The most significant part of the new rules on bed closures is the importance of being able to demonstrate that the local health economy will deliver “sufficient alternative provision”.  Whilst that sounds like loose language, if it is read with the rationale for the new tests it seems to mean something fairly concrete.  Lofty future aims (e.g. more care in the community) will not meet it, particularly when social care provision is under increasing strain and many care homes are closing due to restrictions on local authority funding.  In order to demonstrate compliance with the new test, CCGs will need to present costed, thought-through plans which show that there is “sufficient alternative provision” of NHS services for the expected future demand from patients (which may be greater than the present demand) which is presently met by the beds that are due to close.  These new services do not need to be physical “beds” and, where there is a proposed increase in community based services to support patients in their own home, the replacement services will often not involve new beds.  But, given the restrictions on capital in the NHS and the absence of any money for “double running” in a transitional period whilst one service is closed and another is scaled up, meeting the new tests is likely to be onerous for NHS commissioners, particularly when linked to the parallel duties to tackle health inequalities.
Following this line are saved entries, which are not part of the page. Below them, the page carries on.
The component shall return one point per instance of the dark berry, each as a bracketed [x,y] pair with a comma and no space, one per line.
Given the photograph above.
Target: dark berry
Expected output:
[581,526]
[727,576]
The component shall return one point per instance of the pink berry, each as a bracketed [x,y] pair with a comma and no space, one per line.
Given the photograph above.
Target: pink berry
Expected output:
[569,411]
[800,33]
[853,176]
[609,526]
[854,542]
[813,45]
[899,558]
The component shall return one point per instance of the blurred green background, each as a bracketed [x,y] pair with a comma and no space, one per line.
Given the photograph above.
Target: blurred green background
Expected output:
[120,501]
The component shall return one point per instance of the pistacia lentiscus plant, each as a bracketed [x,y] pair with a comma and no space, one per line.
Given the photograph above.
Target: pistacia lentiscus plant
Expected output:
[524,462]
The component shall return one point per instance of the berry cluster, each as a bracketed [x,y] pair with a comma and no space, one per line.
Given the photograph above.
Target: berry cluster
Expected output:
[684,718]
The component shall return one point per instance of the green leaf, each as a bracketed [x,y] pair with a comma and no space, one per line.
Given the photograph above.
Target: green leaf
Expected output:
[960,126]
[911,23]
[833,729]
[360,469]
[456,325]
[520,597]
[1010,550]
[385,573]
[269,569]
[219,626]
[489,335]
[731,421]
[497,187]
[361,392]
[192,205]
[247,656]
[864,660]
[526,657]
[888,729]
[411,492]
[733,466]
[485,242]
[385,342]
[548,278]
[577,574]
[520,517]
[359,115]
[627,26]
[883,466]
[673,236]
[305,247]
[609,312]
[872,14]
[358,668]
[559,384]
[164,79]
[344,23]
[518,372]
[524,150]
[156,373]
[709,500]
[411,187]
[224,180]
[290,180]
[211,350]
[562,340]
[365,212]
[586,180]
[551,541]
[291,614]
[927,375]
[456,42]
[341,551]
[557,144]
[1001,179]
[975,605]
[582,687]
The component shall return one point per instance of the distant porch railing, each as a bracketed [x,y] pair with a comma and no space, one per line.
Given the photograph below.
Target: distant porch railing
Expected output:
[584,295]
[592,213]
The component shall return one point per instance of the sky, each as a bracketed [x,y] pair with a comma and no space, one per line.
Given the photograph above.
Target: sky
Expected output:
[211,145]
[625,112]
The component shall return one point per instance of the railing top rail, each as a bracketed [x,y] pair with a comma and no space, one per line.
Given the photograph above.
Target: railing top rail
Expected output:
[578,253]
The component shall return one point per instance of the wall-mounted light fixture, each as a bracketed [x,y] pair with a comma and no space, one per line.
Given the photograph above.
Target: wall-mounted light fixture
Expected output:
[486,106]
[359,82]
The impact of this test is one of the issues in R (on the application of Cherwell District Council & others) v Oxfordshire Clinical Commissioning Group (CO/1587/2017) (“the Horton case”).  The local action group, KEEP THE HORTON GENERAL is an interested party.

The questions that arise on this issue in the Horton case is whether the test applies to bed closures which were temporary and are to be made permanent, whether it applies to affect a consultation on bed closures already underway when the new test came into effect and whether it was sufficient to obtain the acquiescence of the Clinical Senate to the bed closures or whether patient involvement pursuant to s14Z2 (whether by consultation or otherwise) was required.  The Councils’ and the action group position is that the test did apply and consultation was required.   On Tuesday 5 September, the High Court agreed that this was arguable and granted permission to apply for judicial review on this ground as well as others.

Whilst this may be the first case to raise this issue before the court it is unlikely to be the last.  The bed closure conditions are potentially a very useful tool in cases where there is a real concern about the overall impact of plans to reconfigure local NHS services.

Samantha Broadfoot QC is instructed for Keep the Horton General.